波止場にいる人々がカリーナの歌声に耳を傾け、注目している。
"you raise me up, so I can stand on mountains"
"you raise me up to walk on stormy seas"
"I am strong, when I am on your shoulders"
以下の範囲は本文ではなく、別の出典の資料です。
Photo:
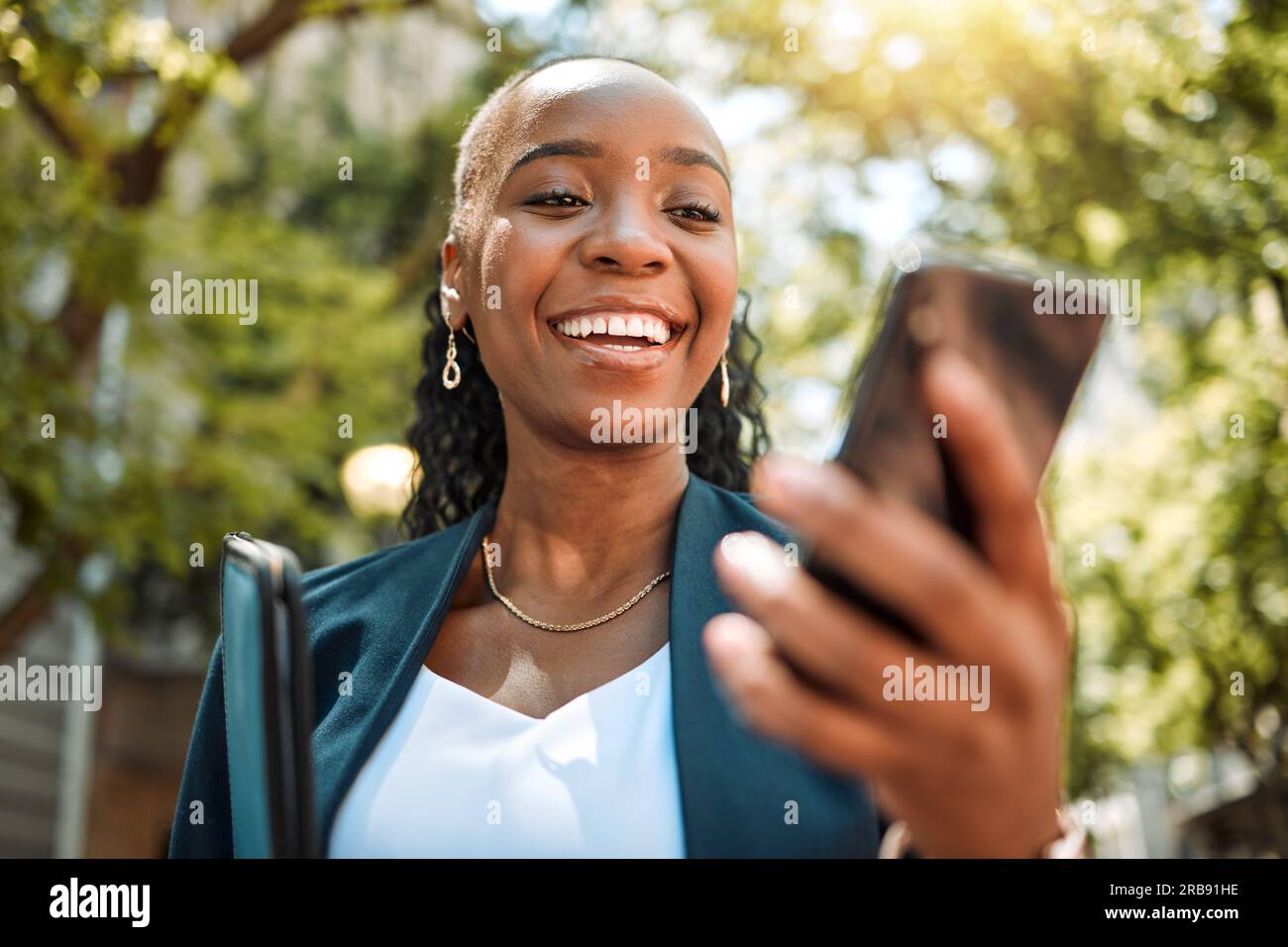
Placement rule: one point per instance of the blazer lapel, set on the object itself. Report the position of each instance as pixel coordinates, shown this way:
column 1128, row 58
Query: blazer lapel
column 742, row 795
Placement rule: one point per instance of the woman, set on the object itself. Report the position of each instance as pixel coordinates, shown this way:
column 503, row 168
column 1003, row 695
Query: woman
column 552, row 667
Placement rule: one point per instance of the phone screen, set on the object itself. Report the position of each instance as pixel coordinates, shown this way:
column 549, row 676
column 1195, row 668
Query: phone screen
column 991, row 315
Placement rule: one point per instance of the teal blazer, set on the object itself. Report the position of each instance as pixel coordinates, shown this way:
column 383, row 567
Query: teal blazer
column 377, row 616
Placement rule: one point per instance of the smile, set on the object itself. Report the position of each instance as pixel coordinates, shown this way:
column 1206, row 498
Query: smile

"you raise me up to more then I can be"
観客から指笛と拍手が贈られる。
「you raise me aーぐふん!」
「え!カリーナ!?」
歌の途中でカリーナが咳き込み、手で口を抑え地面に座り込む。ウィルソンがカリーナに駆け寄る。
「大丈夫?カリーナ」
「ごめんねウィルソン。ちょっと張り切りしぎちゃった…。ちょっと休憩…」
ウィルソンは立ち上がり、集まった観客の前に立つ。
「ごめんなさいお客さま。この時間の客寄せは終了します。本当にすいません。」
観客たちはその場を離れた。
「やっぱりだめかぁ…、この街で最後なんだけどなぁ」
「最後だなんて、治ったらまた歌えるよ…」
カリーナの喉は炎症しポリープができている。サーカス団の宿舎のある"サンクパレス"には治療の出来る病院が無いため、今回の遠征で脱退し休養に入るのである。
「いやだなぁ…、歌えなくなったら…」
「そんなことないって…」
ウィルソンがカリーナの肩に手を置いた。
するとカリーナはウィルソンの頬に手を添え、下唇にキスをした。
すっと唇を離す。
「…カリ…ナ?」
「あなたに歌声聴いてもらえるの…最後かもしれないから…。最後だから…」
手術をすれば今まで通りの歌声が出なくなることは私自身も分かっている。
サーカス団との遠征も、ウィルソンとの思い出もこれが最後かなぁ。
「…ごめんね」
一言だけ言い、カリーナは市街地の方へ走っていった。
「カリーナ…」
ウィルソンはカリーナにキスされた下唇を指で触れた。
「…最後とか…、そんなこと言うなよ…」
その日の夜、カリーナは宿屋に帰って来なかった。